From February 1942 to September 1945, the United States experienced the so-called “wartime” when Congress decided to implement daylight saving time year-round during the war to save fuel. After it ended, states were free to set their own standard time until Congress finally passed the Uniform Time Act in 1966, which standardized national time and established what is now known as daylight saving time.

In the 1970s, daylight saving time was temporarily reintroduced permanently during the oil embargo crisis.

How Halloween Influenced Daylight Saving Time

After 1966, daylight saving time was introduced from the last Sunday in April to the last Sunday in October. Twenty years later, in 1986, it was changed to begin on the first Sunday in April instead.

In order to save energy, lawmakers have been trying for years to extend summer time even further. In 2005, this finally became a reality and Daylight Saving Time as we know it today became law. Now it runs from the second Sunday in March to the first Sunday in November, notably extending beyond Halloween.

Aside from the energy savings, lawmakers at the time said extending Daylight Saving Time to Halloween would make the night safer for children. Studies show Halloween is still the deadliest night of the year for pedestrians, but advocates say an extra hour of daylight for trick-or-treaters would make a difference.

On the other hand, some child safety advocates, including the National Parent Teacher Association, opposed the change because they feared it would mean more morning commute times spent in the dark and pose a danger to children walking to school or boarding a bus would have to wait.

More than once, before the 2005 energy law extended daylight saving time, lawmakers considered a Halloween safety law that would do the same thing but was not enacted.

“Between saving energy, reducing traffic accidents and keeping children safe on Halloween, there are many benefits to extending daylight saving time – not to mention that the extra hour of sunshine in the evening will help ward off the winter blues,” said the former MP Michigan, Fred Upton said this in a 2009 press release after daylight saving time went into effect.

According to some reports, the candy industry was also involved in extending daylight saving time.

Michael Downing, author of “Spring Forward: The Annual Madness of Daylight Saving Time,” told NPR in 2007 that candy lobbyists “wanted to cover trick-or-treating through daylight saving time because they assumed that if children had an extra hour of daylight , you will collect more candy.

Senator Ed Markey, then representing Massachusetts, told the New York Times that energy and security were the drivers of change, not the candy industry. And confectionery industry representatives denied the connection.

Meanwhile, retailers said this would boost business as people would shop more in the evenings before dark.

Some people now want permanent summer time

Several states have enacted measures that would allow daylight saving time year-round. The only problem is that federal law prohibits it.

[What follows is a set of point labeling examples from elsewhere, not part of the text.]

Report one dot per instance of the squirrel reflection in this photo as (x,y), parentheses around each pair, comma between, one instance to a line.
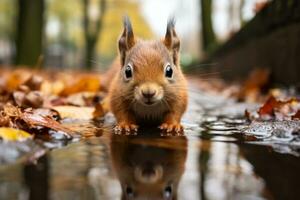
(148,167)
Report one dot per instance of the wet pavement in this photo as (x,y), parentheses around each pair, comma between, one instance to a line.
(221,156)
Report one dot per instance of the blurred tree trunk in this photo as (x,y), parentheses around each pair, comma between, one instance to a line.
(208,35)
(92,29)
(29,31)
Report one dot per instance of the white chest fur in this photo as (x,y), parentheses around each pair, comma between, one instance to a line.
(150,112)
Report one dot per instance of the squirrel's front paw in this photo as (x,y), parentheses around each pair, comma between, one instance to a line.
(172,128)
(126,128)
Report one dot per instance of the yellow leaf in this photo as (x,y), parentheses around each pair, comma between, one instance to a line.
(75,112)
(11,134)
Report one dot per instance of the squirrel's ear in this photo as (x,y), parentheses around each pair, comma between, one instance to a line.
(126,40)
(171,41)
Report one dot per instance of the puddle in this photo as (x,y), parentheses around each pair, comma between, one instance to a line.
(218,158)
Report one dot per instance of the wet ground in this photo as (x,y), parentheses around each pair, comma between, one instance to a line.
(218,158)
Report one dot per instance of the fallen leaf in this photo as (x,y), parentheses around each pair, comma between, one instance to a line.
(75,112)
(11,134)
(268,107)
(88,83)
(297,115)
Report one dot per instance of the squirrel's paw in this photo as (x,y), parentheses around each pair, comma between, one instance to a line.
(126,129)
(172,128)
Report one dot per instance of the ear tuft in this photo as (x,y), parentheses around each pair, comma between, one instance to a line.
(171,40)
(127,40)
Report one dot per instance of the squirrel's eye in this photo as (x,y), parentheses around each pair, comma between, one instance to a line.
(168,192)
(128,71)
(168,71)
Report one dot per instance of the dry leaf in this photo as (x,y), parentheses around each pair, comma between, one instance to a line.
(11,134)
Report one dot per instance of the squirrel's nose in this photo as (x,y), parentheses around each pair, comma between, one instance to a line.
(148,94)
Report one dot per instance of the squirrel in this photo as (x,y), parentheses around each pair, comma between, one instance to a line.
(148,84)
(148,167)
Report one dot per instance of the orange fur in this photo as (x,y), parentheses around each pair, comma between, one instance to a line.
(161,159)
(148,59)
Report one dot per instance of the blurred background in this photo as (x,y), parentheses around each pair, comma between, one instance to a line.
(82,34)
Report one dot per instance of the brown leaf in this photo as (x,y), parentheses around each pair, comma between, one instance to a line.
(86,83)
(268,107)
(296,115)
(34,120)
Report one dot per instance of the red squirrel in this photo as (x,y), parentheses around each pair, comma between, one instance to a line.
(148,84)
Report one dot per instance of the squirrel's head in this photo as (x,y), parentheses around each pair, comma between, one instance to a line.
(150,69)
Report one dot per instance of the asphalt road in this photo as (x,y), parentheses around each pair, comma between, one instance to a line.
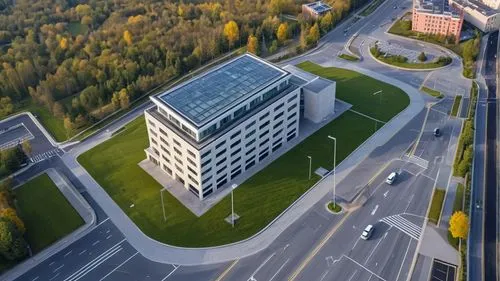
(491,199)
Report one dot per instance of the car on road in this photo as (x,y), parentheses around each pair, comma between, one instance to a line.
(391,178)
(367,233)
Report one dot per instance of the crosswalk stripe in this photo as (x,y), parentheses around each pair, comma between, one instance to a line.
(403,225)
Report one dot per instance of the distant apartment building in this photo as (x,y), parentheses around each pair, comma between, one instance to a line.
(207,131)
(315,10)
(437,17)
(483,16)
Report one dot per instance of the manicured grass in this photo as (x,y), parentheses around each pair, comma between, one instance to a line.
(258,200)
(334,208)
(46,213)
(348,57)
(432,92)
(456,105)
(436,205)
(359,90)
(371,7)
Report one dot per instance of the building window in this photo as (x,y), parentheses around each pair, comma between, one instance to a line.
(221,161)
(264,125)
(264,116)
(220,144)
(235,143)
(278,115)
(250,124)
(236,134)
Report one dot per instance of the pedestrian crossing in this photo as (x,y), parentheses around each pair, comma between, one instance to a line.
(404,225)
(43,156)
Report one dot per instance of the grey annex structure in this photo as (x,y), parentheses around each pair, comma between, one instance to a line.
(208,130)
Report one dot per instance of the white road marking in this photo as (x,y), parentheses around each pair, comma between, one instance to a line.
(402,263)
(59,267)
(109,273)
(95,262)
(279,269)
(373,251)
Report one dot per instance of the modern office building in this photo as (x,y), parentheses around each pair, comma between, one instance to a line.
(315,10)
(479,14)
(208,130)
(437,17)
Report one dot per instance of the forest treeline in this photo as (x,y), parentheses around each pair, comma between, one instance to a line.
(83,60)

States are allowed to have permanent standard time, which is the case in Hawaii, the non-Navajo portions of Arizona, and some territories. To make daylight saving time permanent, Congress would have to pass a law allowing it.

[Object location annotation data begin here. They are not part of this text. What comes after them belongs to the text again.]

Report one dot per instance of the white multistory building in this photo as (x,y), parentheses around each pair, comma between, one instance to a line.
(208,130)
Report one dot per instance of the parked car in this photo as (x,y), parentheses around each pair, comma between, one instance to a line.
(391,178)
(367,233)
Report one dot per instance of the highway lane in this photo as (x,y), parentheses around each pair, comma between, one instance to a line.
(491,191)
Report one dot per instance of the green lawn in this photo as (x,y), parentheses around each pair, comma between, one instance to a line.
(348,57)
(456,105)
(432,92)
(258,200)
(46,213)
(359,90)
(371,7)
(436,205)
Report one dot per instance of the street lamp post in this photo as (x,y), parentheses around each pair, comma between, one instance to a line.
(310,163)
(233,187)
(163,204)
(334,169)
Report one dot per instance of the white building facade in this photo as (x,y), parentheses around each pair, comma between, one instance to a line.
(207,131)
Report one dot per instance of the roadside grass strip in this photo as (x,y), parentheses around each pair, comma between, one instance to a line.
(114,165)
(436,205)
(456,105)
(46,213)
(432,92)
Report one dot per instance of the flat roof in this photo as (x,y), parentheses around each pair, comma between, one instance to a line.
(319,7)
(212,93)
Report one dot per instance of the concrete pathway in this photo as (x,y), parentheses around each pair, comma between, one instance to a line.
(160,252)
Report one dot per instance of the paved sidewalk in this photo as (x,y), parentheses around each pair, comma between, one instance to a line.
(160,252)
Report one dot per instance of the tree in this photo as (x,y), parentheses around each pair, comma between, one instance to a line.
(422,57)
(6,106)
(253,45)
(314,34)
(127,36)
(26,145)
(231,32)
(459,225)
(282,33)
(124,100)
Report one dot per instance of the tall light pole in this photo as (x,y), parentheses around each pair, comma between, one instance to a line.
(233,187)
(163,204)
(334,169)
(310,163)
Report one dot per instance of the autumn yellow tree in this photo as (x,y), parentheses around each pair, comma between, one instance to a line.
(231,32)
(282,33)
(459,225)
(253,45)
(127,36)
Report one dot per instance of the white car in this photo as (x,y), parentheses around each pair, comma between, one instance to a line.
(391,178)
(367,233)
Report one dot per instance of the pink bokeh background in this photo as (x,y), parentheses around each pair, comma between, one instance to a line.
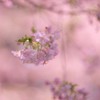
(79,44)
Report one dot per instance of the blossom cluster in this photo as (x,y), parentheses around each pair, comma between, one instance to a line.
(39,48)
(66,91)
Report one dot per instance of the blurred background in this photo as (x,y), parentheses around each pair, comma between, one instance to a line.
(79,46)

A bill that passed the Senate in 2022 but has since stalled would make year-round daylight saving time the law of the land. The Sunshine Protection Act was introduced by Senator Marco Rubio of Florida. Rubio and other proponents of a permanent daylight saving time change argue that the benefits include more time for outdoor activities or work in the evening hours and that it saves energy.

Many experts agree that time changes cause health and even safety problems, but some experts believe that year-round standard time would be better.

“It’s time to stop the clock and end the ridiculous and antiquated practice of turning our clocks back and forth,” Rubio said.